Characterization of amorphous semiconducting silicon-boron alloys prepared by plasma decomposition

Abstract

Amorphous semiconducting films of the Si-B binary system have been prepared by rf plasma decomposition of silane-diborane gas mixtures. The infrared vibrational modes, optical absorption, conductivity, spin resonance, and hydrogen content of these films have been studied as a function of preparation conditions. These alloy films differ substantially from chalcogenide glasses on the one hand and from group-IV amorphous semiconductors on the other. They contain between 10- and 45-at.% hydrogen and between ${10}^{18}$ and ${10}^{19}$ ${\mathrm{cm}}^{-3\mathrm{}}$ unpaired spins.
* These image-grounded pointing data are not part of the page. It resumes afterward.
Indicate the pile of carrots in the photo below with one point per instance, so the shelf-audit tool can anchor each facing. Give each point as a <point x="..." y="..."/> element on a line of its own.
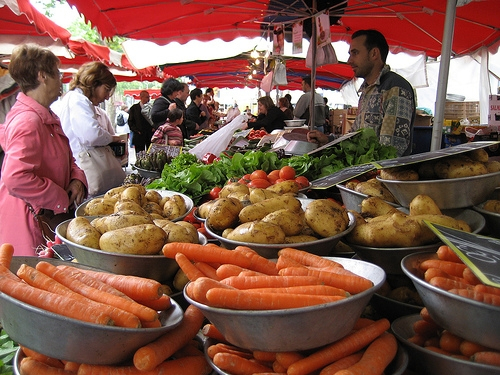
<point x="242" y="279"/>
<point x="430" y="335"/>
<point x="448" y="272"/>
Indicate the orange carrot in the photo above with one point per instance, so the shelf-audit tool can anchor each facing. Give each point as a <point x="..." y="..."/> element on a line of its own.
<point x="237" y="365"/>
<point x="6" y="254"/>
<point x="151" y="355"/>
<point x="58" y="304"/>
<point x="451" y="268"/>
<point x="250" y="282"/>
<point x="49" y="361"/>
<point x="490" y="299"/>
<point x="247" y="300"/>
<point x="190" y="270"/>
<point x="447" y="284"/>
<point x="133" y="286"/>
<point x="350" y="283"/>
<point x="342" y="364"/>
<point x="347" y="345"/>
<point x="40" y="280"/>
<point x="308" y="259"/>
<point x="30" y="366"/>
<point x="142" y="312"/>
<point x="201" y="253"/>
<point x="487" y="357"/>
<point x="444" y="252"/>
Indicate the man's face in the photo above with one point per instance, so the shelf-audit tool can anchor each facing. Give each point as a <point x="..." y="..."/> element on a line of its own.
<point x="359" y="58"/>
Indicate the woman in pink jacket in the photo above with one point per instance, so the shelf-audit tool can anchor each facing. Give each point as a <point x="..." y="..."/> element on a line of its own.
<point x="39" y="169"/>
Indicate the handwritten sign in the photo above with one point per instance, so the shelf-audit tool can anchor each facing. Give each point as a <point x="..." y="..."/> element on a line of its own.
<point x="480" y="253"/>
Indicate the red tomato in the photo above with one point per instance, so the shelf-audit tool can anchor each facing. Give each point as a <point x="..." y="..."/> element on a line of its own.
<point x="259" y="174"/>
<point x="287" y="173"/>
<point x="302" y="181"/>
<point x="259" y="183"/>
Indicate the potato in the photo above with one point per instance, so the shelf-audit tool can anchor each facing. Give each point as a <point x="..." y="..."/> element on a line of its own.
<point x="99" y="207"/>
<point x="289" y="221"/>
<point x="115" y="221"/>
<point x="80" y="231"/>
<point x="326" y="217"/>
<point x="257" y="232"/>
<point x="223" y="213"/>
<point x="258" y="210"/>
<point x="423" y="204"/>
<point x="144" y="239"/>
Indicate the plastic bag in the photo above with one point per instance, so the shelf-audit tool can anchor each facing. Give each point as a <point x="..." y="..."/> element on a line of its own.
<point x="218" y="141"/>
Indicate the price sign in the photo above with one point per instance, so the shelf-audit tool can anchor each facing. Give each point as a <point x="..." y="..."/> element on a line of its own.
<point x="480" y="253"/>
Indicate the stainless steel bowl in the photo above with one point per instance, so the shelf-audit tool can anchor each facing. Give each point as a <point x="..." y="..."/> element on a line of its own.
<point x="80" y="210"/>
<point x="472" y="320"/>
<point x="447" y="193"/>
<point x="73" y="340"/>
<point x="295" y="329"/>
<point x="156" y="267"/>
<point x="432" y="363"/>
<point x="322" y="246"/>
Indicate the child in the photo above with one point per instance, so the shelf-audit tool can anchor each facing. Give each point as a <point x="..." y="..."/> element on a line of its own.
<point x="170" y="133"/>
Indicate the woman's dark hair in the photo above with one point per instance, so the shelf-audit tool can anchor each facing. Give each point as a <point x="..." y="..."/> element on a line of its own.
<point x="27" y="60"/>
<point x="170" y="86"/>
<point x="90" y="76"/>
<point x="374" y="39"/>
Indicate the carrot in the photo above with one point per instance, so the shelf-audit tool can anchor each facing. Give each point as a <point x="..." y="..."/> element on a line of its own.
<point x="450" y="342"/>
<point x="468" y="348"/>
<point x="6" y="254"/>
<point x="250" y="282"/>
<point x="342" y="364"/>
<point x="247" y="300"/>
<point x="490" y="299"/>
<point x="40" y="280"/>
<point x="190" y="270"/>
<point x="135" y="287"/>
<point x="209" y="330"/>
<point x="350" y="283"/>
<point x="308" y="259"/>
<point x="30" y="366"/>
<point x="142" y="312"/>
<point x="447" y="284"/>
<point x="160" y="304"/>
<point x="49" y="361"/>
<point x="201" y="253"/>
<point x="237" y="365"/>
<point x="347" y="345"/>
<point x="151" y="355"/>
<point x="451" y="268"/>
<point x="58" y="304"/>
<point x="207" y="270"/>
<point x="487" y="357"/>
<point x="444" y="252"/>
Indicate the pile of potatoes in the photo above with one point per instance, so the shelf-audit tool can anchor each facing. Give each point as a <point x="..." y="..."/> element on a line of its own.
<point x="272" y="216"/>
<point x="132" y="220"/>
<point x="381" y="225"/>
<point x="472" y="163"/>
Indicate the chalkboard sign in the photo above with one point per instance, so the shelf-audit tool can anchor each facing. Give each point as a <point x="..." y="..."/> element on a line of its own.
<point x="480" y="253"/>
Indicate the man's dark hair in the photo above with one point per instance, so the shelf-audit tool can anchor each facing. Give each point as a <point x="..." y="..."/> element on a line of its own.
<point x="374" y="39"/>
<point x="195" y="93"/>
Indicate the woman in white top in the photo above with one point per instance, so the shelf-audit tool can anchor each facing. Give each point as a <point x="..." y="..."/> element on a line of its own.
<point x="88" y="127"/>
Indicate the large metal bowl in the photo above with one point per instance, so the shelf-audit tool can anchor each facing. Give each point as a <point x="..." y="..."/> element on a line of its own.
<point x="156" y="267"/>
<point x="322" y="246"/>
<point x="295" y="329"/>
<point x="467" y="318"/>
<point x="431" y="363"/>
<point x="447" y="193"/>
<point x="73" y="340"/>
<point x="80" y="210"/>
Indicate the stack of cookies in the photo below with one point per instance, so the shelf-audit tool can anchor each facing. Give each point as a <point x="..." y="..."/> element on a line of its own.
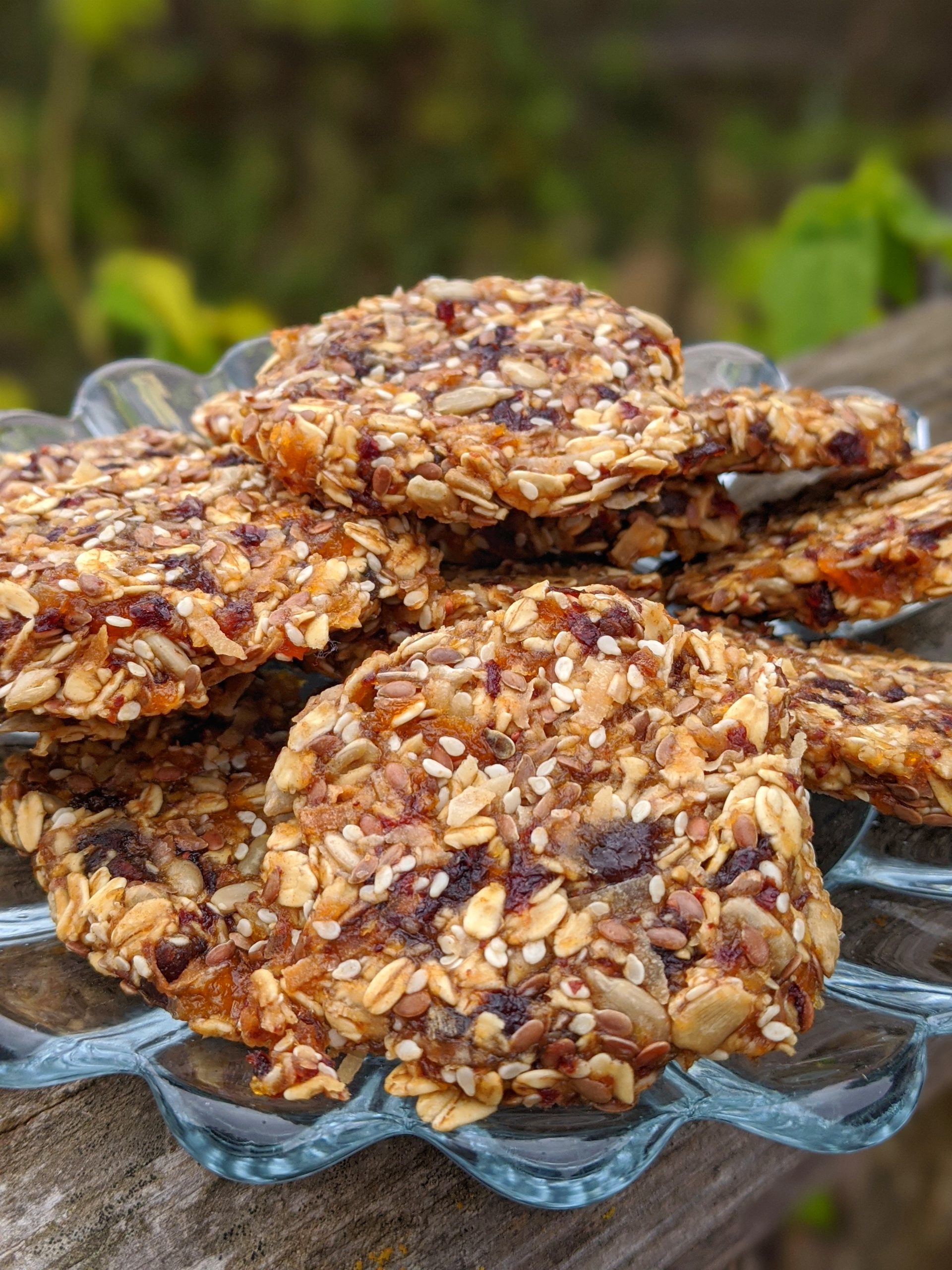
<point x="542" y="835"/>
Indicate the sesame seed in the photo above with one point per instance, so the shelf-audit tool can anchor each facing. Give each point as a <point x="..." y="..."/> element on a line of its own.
<point x="583" y="1024"/>
<point x="348" y="969"/>
<point x="512" y="801"/>
<point x="564" y="668"/>
<point x="433" y="769"/>
<point x="777" y="1032"/>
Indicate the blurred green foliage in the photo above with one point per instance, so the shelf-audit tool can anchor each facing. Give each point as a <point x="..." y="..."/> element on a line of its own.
<point x="178" y="175"/>
<point x="837" y="257"/>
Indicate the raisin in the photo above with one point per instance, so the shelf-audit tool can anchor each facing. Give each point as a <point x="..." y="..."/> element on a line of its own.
<point x="172" y="959"/>
<point x="468" y="873"/>
<point x="695" y="459"/>
<point x="848" y="448"/>
<point x="235" y="616"/>
<point x="740" y="861"/>
<point x="151" y="610"/>
<point x="622" y="851"/>
<point x="259" y="1062"/>
<point x="819" y="597"/>
<point x="249" y="535"/>
<point x="187" y="508"/>
<point x="512" y="1009"/>
<point x="98" y="801"/>
<point x="494" y="679"/>
<point x="582" y="628"/>
<point x="526" y="877"/>
<point x="193" y="577"/>
<point x="119" y="849"/>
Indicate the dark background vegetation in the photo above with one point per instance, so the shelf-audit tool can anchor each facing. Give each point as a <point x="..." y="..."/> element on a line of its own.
<point x="178" y="175"/>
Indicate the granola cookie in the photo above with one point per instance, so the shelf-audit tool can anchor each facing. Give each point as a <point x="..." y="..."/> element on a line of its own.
<point x="688" y="517"/>
<point x="861" y="553"/>
<point x="876" y="723"/>
<point x="465" y="400"/>
<point x="150" y="847"/>
<point x="554" y="847"/>
<point x="139" y="571"/>
<point x="474" y="593"/>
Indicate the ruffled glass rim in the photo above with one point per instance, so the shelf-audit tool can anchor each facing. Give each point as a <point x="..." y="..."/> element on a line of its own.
<point x="853" y="1082"/>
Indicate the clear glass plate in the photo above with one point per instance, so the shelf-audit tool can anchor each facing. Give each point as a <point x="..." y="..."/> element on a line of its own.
<point x="855" y="1080"/>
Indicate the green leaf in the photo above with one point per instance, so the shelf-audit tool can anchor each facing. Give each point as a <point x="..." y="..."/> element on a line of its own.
<point x="102" y="23"/>
<point x="153" y="298"/>
<point x="818" y="1212"/>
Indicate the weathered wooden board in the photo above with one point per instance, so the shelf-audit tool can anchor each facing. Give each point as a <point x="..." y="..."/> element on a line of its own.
<point x="89" y="1176"/>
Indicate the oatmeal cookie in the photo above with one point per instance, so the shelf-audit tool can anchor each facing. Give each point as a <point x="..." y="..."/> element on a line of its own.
<point x="861" y="553"/>
<point x="139" y="571"/>
<point x="150" y="849"/>
<point x="688" y="517"/>
<point x="878" y="723"/>
<point x="465" y="400"/>
<point x="555" y="847"/>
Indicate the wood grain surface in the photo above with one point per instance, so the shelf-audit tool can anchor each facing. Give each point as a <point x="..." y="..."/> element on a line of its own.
<point x="91" y="1178"/>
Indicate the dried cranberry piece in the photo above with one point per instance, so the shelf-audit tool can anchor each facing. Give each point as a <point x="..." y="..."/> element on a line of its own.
<point x="848" y="448"/>
<point x="494" y="679"/>
<point x="819" y="597"/>
<point x="151" y="610"/>
<point x="624" y="851"/>
<point x="249" y="535"/>
<point x="512" y="1009"/>
<point x="187" y="508"/>
<point x="582" y="628"/>
<point x="259" y="1062"/>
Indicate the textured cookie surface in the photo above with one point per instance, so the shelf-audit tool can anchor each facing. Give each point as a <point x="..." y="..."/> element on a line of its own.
<point x="464" y="400"/>
<point x="137" y="571"/>
<point x="554" y="847"/>
<point x="858" y="553"/>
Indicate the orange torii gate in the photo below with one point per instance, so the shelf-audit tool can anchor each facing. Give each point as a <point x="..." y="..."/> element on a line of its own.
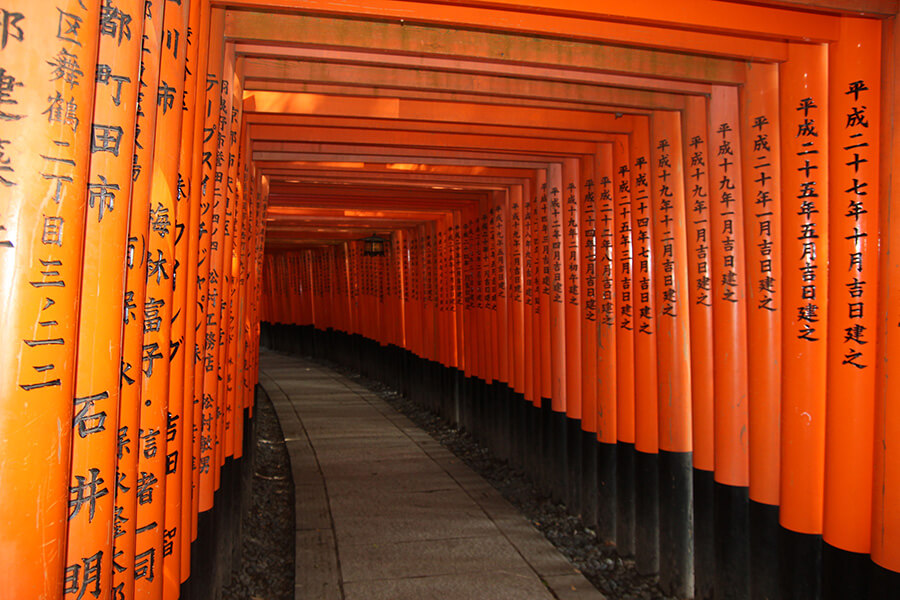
<point x="658" y="273"/>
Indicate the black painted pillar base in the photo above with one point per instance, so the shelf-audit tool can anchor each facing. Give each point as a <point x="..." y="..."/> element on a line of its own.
<point x="545" y="482"/>
<point x="574" y="483"/>
<point x="731" y="514"/>
<point x="885" y="584"/>
<point x="589" y="491"/>
<point x="646" y="523"/>
<point x="764" y="566"/>
<point x="559" y="460"/>
<point x="676" y="524"/>
<point x="704" y="536"/>
<point x="625" y="490"/>
<point x="520" y="440"/>
<point x="801" y="564"/>
<point x="607" y="492"/>
<point x="846" y="575"/>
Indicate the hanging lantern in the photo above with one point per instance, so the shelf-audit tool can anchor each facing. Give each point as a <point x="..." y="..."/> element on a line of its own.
<point x="373" y="246"/>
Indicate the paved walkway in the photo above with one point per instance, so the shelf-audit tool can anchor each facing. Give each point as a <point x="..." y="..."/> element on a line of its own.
<point x="385" y="512"/>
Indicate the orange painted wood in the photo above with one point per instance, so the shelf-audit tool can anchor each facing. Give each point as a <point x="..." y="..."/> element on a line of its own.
<point x="729" y="290"/>
<point x="761" y="171"/>
<point x="589" y="275"/>
<point x="212" y="214"/>
<point x="152" y="575"/>
<point x="646" y="430"/>
<point x="606" y="238"/>
<point x="93" y="524"/>
<point x="699" y="197"/>
<point x="191" y="167"/>
<point x="886" y="485"/>
<point x="555" y="285"/>
<point x="803" y="83"/>
<point x="570" y="200"/>
<point x="854" y="193"/>
<point x="624" y="263"/>
<point x="49" y="65"/>
<point x="671" y="281"/>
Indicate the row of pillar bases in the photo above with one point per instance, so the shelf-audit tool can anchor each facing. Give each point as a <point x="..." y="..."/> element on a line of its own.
<point x="702" y="538"/>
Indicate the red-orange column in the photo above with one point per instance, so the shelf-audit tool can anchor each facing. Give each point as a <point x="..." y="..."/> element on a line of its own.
<point x="623" y="268"/>
<point x="698" y="199"/>
<point x="225" y="158"/>
<point x="543" y="429"/>
<point x="886" y="484"/>
<point x="589" y="340"/>
<point x="191" y="165"/>
<point x="673" y="355"/>
<point x="543" y="307"/>
<point x="645" y="369"/>
<point x="49" y="57"/>
<point x="181" y="408"/>
<point x="130" y="406"/>
<point x="92" y="518"/>
<point x="762" y="215"/>
<point x="854" y="107"/>
<point x="571" y="254"/>
<point x="152" y="572"/>
<point x="600" y="224"/>
<point x="560" y="474"/>
<point x="516" y="281"/>
<point x="530" y="293"/>
<point x="729" y="292"/>
<point x="233" y="419"/>
<point x="805" y="185"/>
<point x="503" y="385"/>
<point x="212" y="213"/>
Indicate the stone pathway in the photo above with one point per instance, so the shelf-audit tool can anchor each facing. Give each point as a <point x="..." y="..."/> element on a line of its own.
<point x="383" y="511"/>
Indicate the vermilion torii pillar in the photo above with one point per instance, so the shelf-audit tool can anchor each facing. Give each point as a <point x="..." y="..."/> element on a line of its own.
<point x="49" y="60"/>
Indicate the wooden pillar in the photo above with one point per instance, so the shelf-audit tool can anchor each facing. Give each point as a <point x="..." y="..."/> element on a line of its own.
<point x="152" y="575"/>
<point x="886" y="484"/>
<point x="49" y="58"/>
<point x="589" y="338"/>
<point x="729" y="297"/>
<point x="805" y="182"/>
<point x="761" y="143"/>
<point x="645" y="366"/>
<point x="673" y="355"/>
<point x="624" y="357"/>
<point x="557" y="324"/>
<point x="698" y="198"/>
<point x="131" y="407"/>
<point x="192" y="167"/>
<point x="93" y="519"/>
<point x="602" y="196"/>
<point x="854" y="109"/>
<point x="570" y="200"/>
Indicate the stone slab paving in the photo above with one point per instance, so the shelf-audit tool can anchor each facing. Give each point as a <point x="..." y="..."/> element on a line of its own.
<point x="383" y="511"/>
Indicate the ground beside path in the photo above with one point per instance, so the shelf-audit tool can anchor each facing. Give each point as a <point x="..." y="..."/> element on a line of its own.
<point x="384" y="511"/>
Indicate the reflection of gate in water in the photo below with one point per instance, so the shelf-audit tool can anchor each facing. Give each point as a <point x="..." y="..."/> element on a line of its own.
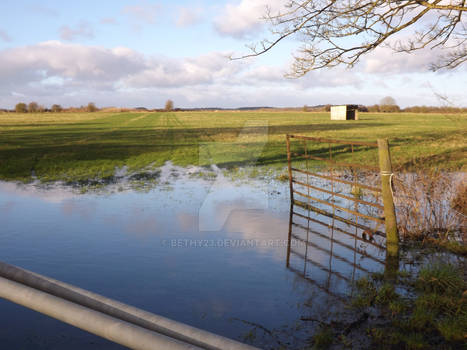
<point x="323" y="251"/>
<point x="336" y="228"/>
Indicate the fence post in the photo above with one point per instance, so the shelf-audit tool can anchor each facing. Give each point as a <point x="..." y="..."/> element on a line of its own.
<point x="289" y="162"/>
<point x="392" y="236"/>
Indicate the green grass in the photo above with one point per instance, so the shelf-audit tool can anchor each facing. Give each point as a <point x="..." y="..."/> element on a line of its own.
<point x="78" y="146"/>
<point x="431" y="314"/>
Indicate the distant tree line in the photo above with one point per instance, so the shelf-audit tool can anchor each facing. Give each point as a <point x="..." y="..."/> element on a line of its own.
<point x="34" y="107"/>
<point x="389" y="105"/>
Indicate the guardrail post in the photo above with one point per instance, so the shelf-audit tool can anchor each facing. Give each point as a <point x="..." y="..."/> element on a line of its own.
<point x="289" y="163"/>
<point x="392" y="236"/>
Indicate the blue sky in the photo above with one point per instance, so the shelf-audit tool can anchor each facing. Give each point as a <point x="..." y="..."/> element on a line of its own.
<point x="140" y="53"/>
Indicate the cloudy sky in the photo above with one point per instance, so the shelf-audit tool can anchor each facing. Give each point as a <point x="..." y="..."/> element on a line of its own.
<point x="140" y="53"/>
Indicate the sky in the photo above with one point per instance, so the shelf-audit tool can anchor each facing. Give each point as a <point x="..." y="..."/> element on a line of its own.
<point x="140" y="53"/>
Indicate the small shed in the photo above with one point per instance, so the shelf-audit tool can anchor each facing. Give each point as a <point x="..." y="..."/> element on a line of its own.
<point x="344" y="112"/>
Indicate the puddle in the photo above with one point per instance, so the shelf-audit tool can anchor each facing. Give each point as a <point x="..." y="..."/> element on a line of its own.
<point x="230" y="257"/>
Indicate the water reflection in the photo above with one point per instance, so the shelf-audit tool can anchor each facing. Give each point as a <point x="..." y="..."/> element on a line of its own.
<point x="330" y="253"/>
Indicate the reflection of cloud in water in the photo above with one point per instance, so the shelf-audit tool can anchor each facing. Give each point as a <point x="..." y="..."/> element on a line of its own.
<point x="216" y="308"/>
<point x="223" y="198"/>
<point x="141" y="222"/>
<point x="142" y="226"/>
<point x="7" y="206"/>
<point x="187" y="222"/>
<point x="268" y="229"/>
<point x="85" y="210"/>
<point x="55" y="194"/>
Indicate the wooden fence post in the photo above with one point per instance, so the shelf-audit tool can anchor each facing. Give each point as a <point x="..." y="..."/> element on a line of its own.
<point x="392" y="236"/>
<point x="289" y="162"/>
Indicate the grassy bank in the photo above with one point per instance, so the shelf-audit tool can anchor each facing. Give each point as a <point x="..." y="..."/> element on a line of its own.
<point x="76" y="146"/>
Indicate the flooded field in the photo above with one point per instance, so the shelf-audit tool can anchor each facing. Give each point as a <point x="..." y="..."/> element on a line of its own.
<point x="229" y="256"/>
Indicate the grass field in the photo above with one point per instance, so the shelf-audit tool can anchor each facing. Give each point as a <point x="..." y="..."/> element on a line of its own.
<point x="77" y="146"/>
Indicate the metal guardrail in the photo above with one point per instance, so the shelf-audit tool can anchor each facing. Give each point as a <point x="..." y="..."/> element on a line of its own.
<point x="110" y="319"/>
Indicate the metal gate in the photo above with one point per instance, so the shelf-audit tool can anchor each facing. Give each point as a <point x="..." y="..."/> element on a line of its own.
<point x="354" y="194"/>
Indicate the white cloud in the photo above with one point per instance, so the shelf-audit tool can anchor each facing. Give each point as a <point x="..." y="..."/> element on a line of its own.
<point x="188" y="16"/>
<point x="74" y="74"/>
<point x="82" y="30"/>
<point x="4" y="36"/>
<point x="245" y="18"/>
<point x="108" y="20"/>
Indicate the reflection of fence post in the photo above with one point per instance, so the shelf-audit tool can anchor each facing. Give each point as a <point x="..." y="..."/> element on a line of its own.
<point x="392" y="236"/>
<point x="289" y="162"/>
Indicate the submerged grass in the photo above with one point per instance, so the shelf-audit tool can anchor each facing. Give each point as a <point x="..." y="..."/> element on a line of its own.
<point x="77" y="146"/>
<point x="430" y="314"/>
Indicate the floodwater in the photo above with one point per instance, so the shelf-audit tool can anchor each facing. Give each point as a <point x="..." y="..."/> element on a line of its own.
<point x="228" y="256"/>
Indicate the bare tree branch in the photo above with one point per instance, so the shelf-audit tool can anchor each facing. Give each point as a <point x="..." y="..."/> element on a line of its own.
<point x="340" y="32"/>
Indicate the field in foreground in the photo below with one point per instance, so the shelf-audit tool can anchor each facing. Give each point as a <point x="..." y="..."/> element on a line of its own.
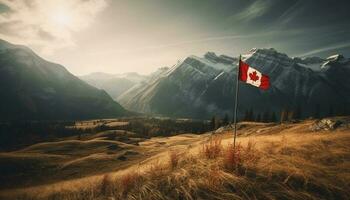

The spin-resonance linewidth is inhomogeneously broadened because of a large spectrum of bond distances and bond strengths. This spectrum yields a few very broad infrared absorption bands and, in the boron-rich films, an unusually broad and slowly varying absorption edge. This large spectrum of bond strengths results from the electron-deficient nature of boron which can associate with the environment in two-center and three-center bonds involving hydrogen, silicon, and other boron atoms. The slope of the conductivity curves decreases slowly without distinct exponential regions and without showing Mott's law of variable-range hopping near 77 K. Except for the two end compositions of the binary system, the Fermi level is close to the valence band, presumably because tetrahedrally coordinated boron atoms act as acceptors and produce a self-doping effect.